# Testing Attention Refocusing for my master thesis

<div align="center">
<h1>Attention Refocusing</h1>

[Quynh Phung](https://qqphung.github.io/)&nbsp; [Songwei Ge](https://songweige.github.io/)&nbsp; [Jia-Bin Huang](https://jbhuang0604.github.io/)

[[Website](https://attention-refocusing.github.io)][[Demo](https://huggingface.co/spaces/attention-refocusing/Attention-refocusing)]

<h3>Abstract</h3>
Controllable text-to-image synthesis with attention refocusing. We introduce a new framework to improve the controllability of text-to-image synthesis given the text prompts. We first leverage GPT-4 to generate layouts from the text prompts and then use grounded text-to-image methods to generate the images given the layouts and prompts. However, the detailed information, like the quantity, identity, and attributes, is often still incorrect or mixed in the existing models. We propose a training-free method, attention-refocusing, to improve on these aspects substantially. Our method is model-agnostic and can be applied to enhance the control capacity of methods like GLIGEN (top row) and ControlNet (bottom rows)
</div>

## Quick start

```bash
conda create --name attention-refocusing python==3.9
conda activate attention-refocusing
pip install -r requirements.txt
```

Then download the model [GLIGEN](https://huggingface.co/gligen/gligen-generation-text-box/blob/main/diffusion_pytorch_model.bin) and put it in `gligen_checkpoints`

Also download the CLIP model by running the script `download_clip.py`. This will create a new folder called `clip` where the model will be downloaded so that it can be reused.

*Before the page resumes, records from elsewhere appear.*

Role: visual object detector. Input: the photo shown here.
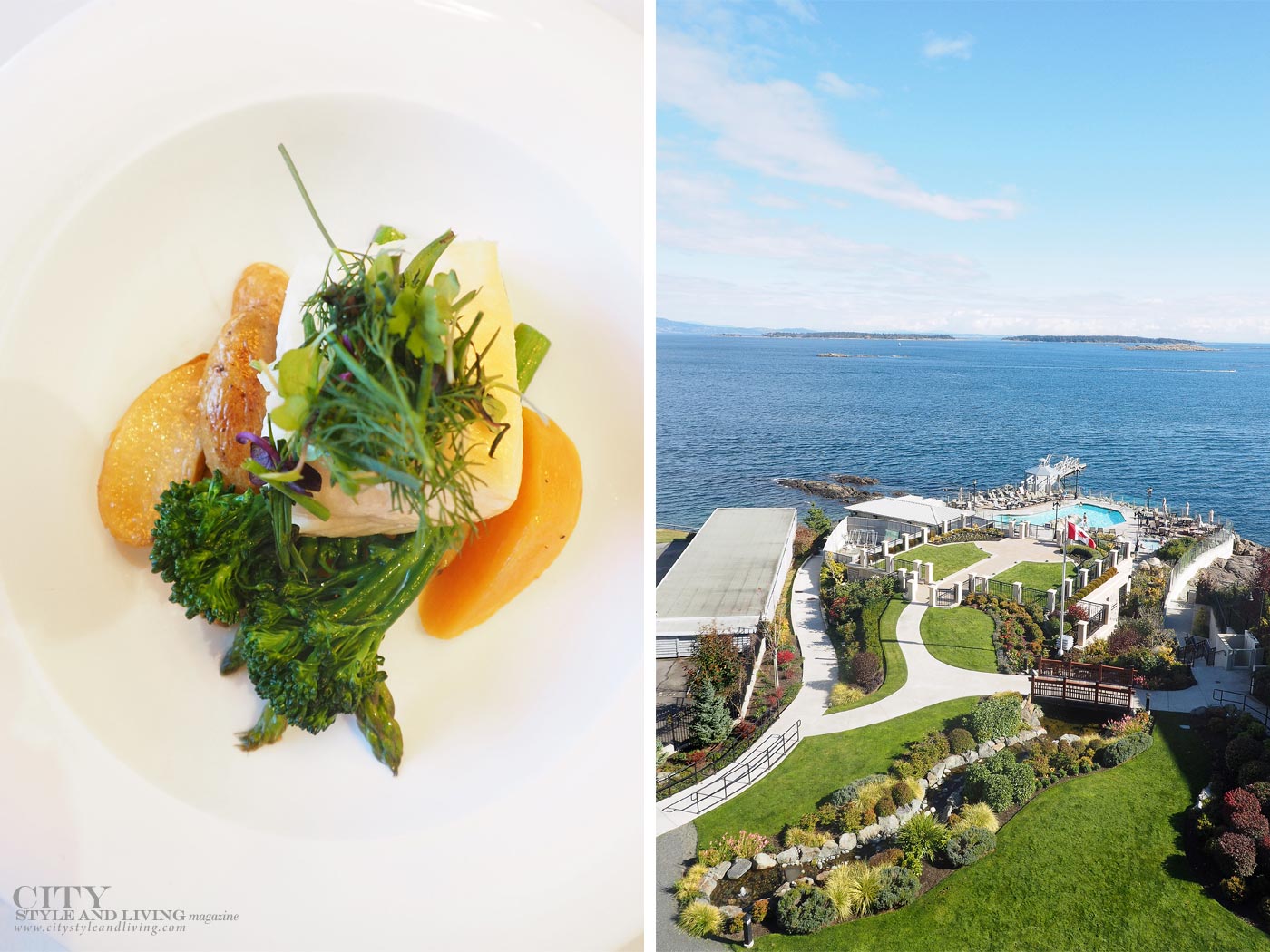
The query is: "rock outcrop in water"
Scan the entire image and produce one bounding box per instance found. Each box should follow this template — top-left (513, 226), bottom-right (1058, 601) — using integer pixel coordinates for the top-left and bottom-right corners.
top-left (829, 472), bottom-right (877, 486)
top-left (776, 476), bottom-right (879, 502)
top-left (1195, 539), bottom-right (1265, 591)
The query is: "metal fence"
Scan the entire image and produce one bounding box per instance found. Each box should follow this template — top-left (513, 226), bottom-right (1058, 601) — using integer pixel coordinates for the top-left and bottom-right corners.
top-left (661, 721), bottom-right (803, 813)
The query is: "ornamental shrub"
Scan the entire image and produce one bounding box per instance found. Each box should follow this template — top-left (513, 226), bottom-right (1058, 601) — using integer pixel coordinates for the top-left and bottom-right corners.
top-left (890, 781), bottom-right (922, 806)
top-left (1222, 787), bottom-right (1261, 816)
top-left (1003, 761), bottom-right (1036, 805)
top-left (825, 862), bottom-right (883, 919)
top-left (829, 773), bottom-right (890, 806)
top-left (1098, 733), bottom-right (1153, 767)
top-left (829, 680), bottom-right (865, 707)
top-left (952, 803), bottom-right (998, 832)
top-left (869, 847), bottom-right (904, 869)
top-left (1231, 810), bottom-right (1270, 840)
top-left (1226, 733), bottom-right (1263, 771)
top-left (692, 678), bottom-right (731, 746)
top-left (971, 691), bottom-right (1023, 743)
top-left (851, 651), bottom-right (882, 688)
top-left (981, 773), bottom-right (1015, 813)
top-left (943, 826), bottom-right (997, 866)
top-left (776, 886), bottom-right (838, 936)
top-left (674, 863), bottom-right (708, 907)
top-left (895, 813), bottom-right (954, 860)
top-left (1216, 876), bottom-right (1248, 905)
top-left (679, 900), bottom-right (723, 939)
top-left (876, 866), bottom-right (922, 908)
top-left (1207, 832), bottom-right (1257, 876)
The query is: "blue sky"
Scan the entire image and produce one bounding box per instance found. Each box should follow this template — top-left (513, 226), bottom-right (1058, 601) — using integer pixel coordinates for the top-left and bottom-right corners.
top-left (657, 0), bottom-right (1270, 340)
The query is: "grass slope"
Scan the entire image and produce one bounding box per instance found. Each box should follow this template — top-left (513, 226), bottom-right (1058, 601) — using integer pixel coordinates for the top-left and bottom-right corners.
top-left (922, 607), bottom-right (997, 672)
top-left (758, 714), bottom-right (1270, 952)
top-left (695, 698), bottom-right (975, 845)
top-left (994, 559), bottom-right (1076, 591)
top-left (826, 597), bottom-right (908, 714)
top-left (878, 542), bottom-right (988, 581)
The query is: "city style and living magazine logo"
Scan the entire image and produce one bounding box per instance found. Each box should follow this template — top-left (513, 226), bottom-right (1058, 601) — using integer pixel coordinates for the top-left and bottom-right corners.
top-left (12, 885), bottom-right (238, 936)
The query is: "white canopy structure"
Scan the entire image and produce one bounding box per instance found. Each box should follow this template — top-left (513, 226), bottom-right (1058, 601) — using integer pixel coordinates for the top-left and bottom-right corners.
top-left (847, 495), bottom-right (965, 529)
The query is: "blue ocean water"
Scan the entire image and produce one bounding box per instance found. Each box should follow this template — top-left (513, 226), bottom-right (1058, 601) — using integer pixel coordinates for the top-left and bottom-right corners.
top-left (657, 334), bottom-right (1270, 542)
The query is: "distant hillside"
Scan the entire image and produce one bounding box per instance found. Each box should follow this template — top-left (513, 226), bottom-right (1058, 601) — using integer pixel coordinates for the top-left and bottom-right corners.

This will prevent network errors when running the job on the cluster.

Export the following two global variables before running the `inference.py` script to prevent http calls. In fact, these calls might stop the execution if they fail and we don't want to start over every time. All the needed files should already be in the project directory by now anyway.

```bash
export HF_DATASETS_OFFLINE=1
export HF_HUB_OFFLINE=1
```

## Image generation

The .csv file containing the prompts should be inside a folder named `prompts` that is posiotioned in the root of the project.

The .csv file used is expected to have the following structure (no limits in the number of objects):
`id,prompt,obj1,bbox1,obj2,bbox2,obj3,bbox3,obj4,bbox4`

Run the script `inference.py` with the following parameters:
`--folder`: root folder for output (default="results")
`--ckpt`: path to the checkpoint (type=str, default='gligen_checkpoints/diffusion_pytorch_model.bin')
`--batch_size`: (type=int, default=1)
`--guidance_scale`: (type=float, default=7.5)
`--negative_prompt`: (type=str, default='low quality, low res, distortion, watermark, monochrome, cropped, mutation, bad anatomy, collage, border, tiled')
`--file_save`: (default='results', type=str)
`--layout`: (default='layout', type=str)
`--loss_type`: choose one option among the four options for what types of losses (choices=['standard','SAR','CAR','SAR_CAR'],default='SAR_CAR')

NOTE: all the parameters have default values and thus can be omitted.